We iterate each word and check that it isn’t an empty string and that it
doesn’t match any of the articles and prepositions that we want to ignore,
then by using the emit
function we put this data out there so that it can be
processed by a reducer. Each bit of data is represented by a key and a
value, in this case word
is the key and the value is 1
, because we want
to count each word as just one occurrence.

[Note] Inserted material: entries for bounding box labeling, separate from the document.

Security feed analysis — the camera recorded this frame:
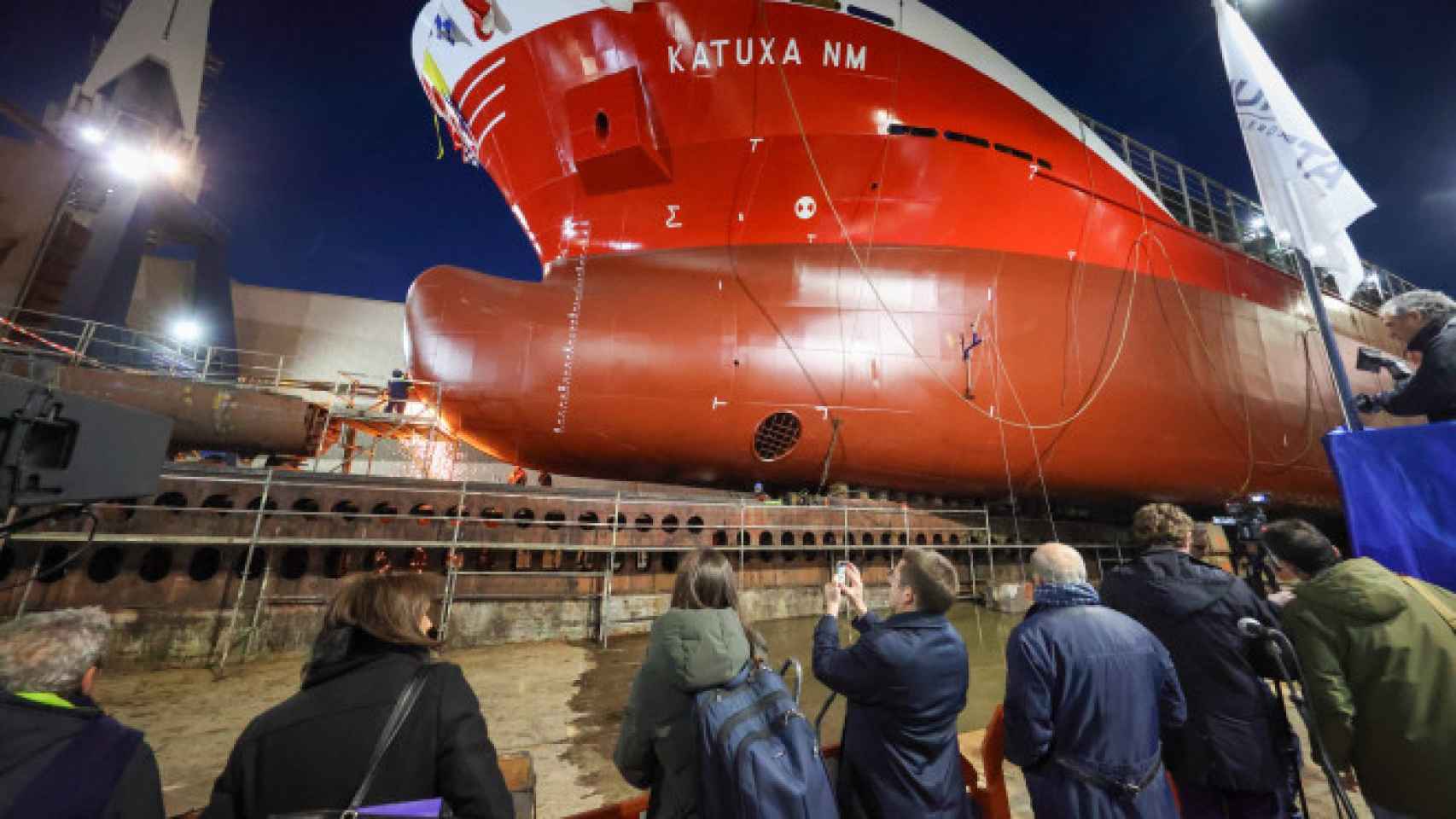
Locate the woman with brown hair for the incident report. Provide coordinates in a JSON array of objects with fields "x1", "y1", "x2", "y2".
[
  {"x1": 202, "y1": 573, "x2": 514, "y2": 819},
  {"x1": 614, "y1": 549, "x2": 765, "y2": 819}
]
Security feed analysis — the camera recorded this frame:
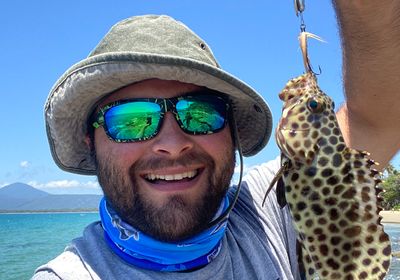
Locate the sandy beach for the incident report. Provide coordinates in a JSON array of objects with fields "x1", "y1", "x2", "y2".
[{"x1": 379, "y1": 211, "x2": 400, "y2": 223}]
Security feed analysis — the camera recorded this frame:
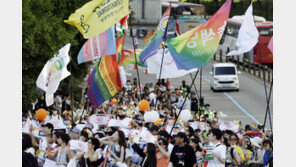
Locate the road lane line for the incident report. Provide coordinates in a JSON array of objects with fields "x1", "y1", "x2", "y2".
[
  {"x1": 198, "y1": 75, "x2": 260, "y2": 124},
  {"x1": 223, "y1": 92, "x2": 260, "y2": 124}
]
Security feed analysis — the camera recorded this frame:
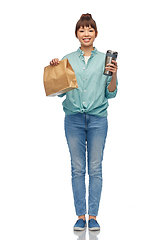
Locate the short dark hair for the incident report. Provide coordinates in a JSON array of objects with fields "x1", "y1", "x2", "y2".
[{"x1": 75, "y1": 13, "x2": 97, "y2": 37}]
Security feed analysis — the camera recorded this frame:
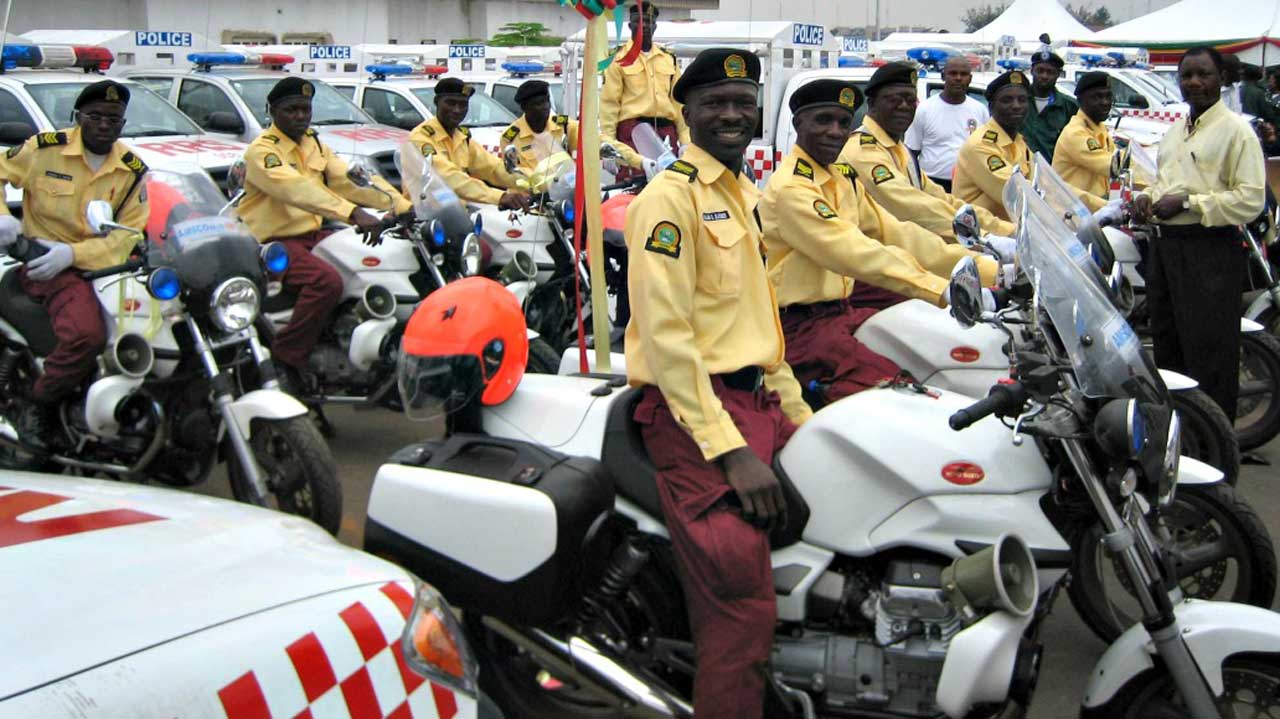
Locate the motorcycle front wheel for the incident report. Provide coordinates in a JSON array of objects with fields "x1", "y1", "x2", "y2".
[
  {"x1": 1080, "y1": 654, "x2": 1280, "y2": 719},
  {"x1": 1068, "y1": 484, "x2": 1276, "y2": 644},
  {"x1": 227, "y1": 417, "x2": 342, "y2": 535},
  {"x1": 1235, "y1": 331, "x2": 1280, "y2": 449}
]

At this point if we had emitted the word bitcoin
and the word blockchain
we have something like (bitcoin, 1), (blockchain, 1)
, but when we emit
again the word bitcoin
now we have something like (bitcoin, [1, 1]), (blockchain, [1])
.
Let’s see now how the reduce
function is defined:
var reducer = function (key, values) {
return Array.sum(values);
}
This function is a lot simpler, it always takes two parameters, the key
that
is being processed right now and the values
associated with that key
,
notice that at this stage each key has multiple values, and these values are
the data that we want to reduce, that is, transform many things in to a
few things. This is why in this function we just sum
the values without
caring much about the key, this in the end is adding up the multiple [1, 1, ...]
associated with each word, and thus giving us the count of words.
The key thing to remember here is that these processes are continually
happening over and over until all the data has been processed, so the reducer
at some point will process the same key multiple times; if (bitcoin, [1, 1]), (blockchain, [1])
became (bitcoin, [2]), (blockchain, [1])
and later
bitcoin
is a word that is emitted again by a mapper
it will become
(bitcoin, [2, 1]), (blockchain, [1])
and of course later another reducer
will take that and sum the values [2, 1]
to 3
and add it to the
accumulator for the next reduce iteration.
To use our mapper and reducer functions that we just have defined we call
the mapReduce()
function in our collection, here the first argument is the
reference to the map
function followed by a reference to the reduce
function and finally a JASON object to specify some options, in this case we
want to save the final output in a collection named trending_words
, if you
rather want to see the result without saving them, then use { 'out': { inline: 1 } }
but of course this is just practical when “debugging” our
functions definition.
db.statuses.mapReduce(mapper, reducer, { 'out': 'trending_words' })
Now we query the new collection trending_words
and sort the results:
db.trending_words.aggregate([
{ '$match': { 'value': { '$gt': 10 } } },
{ '$sort': { 'value': -1 } }
])
And we get a similar output as the aggregation method. Notice that the sort of the values can’t happen in the map reduce stage, data is just crunched concurrently in no particular order.
Conclusion
Map reduce is a data processing architecture ideal for handling big amounts of data with ease, MongoDB has built-in support for this operation that will work well even when your data is scattered across multiple nodes. Here we explained the basic principles to be able to utilize this technique, needless to say if you’re really into the big-data thing you’ll be better of with hadoop, spark or fl ink for the data processing stage and using Mongo or other databases just for storage of such processed information.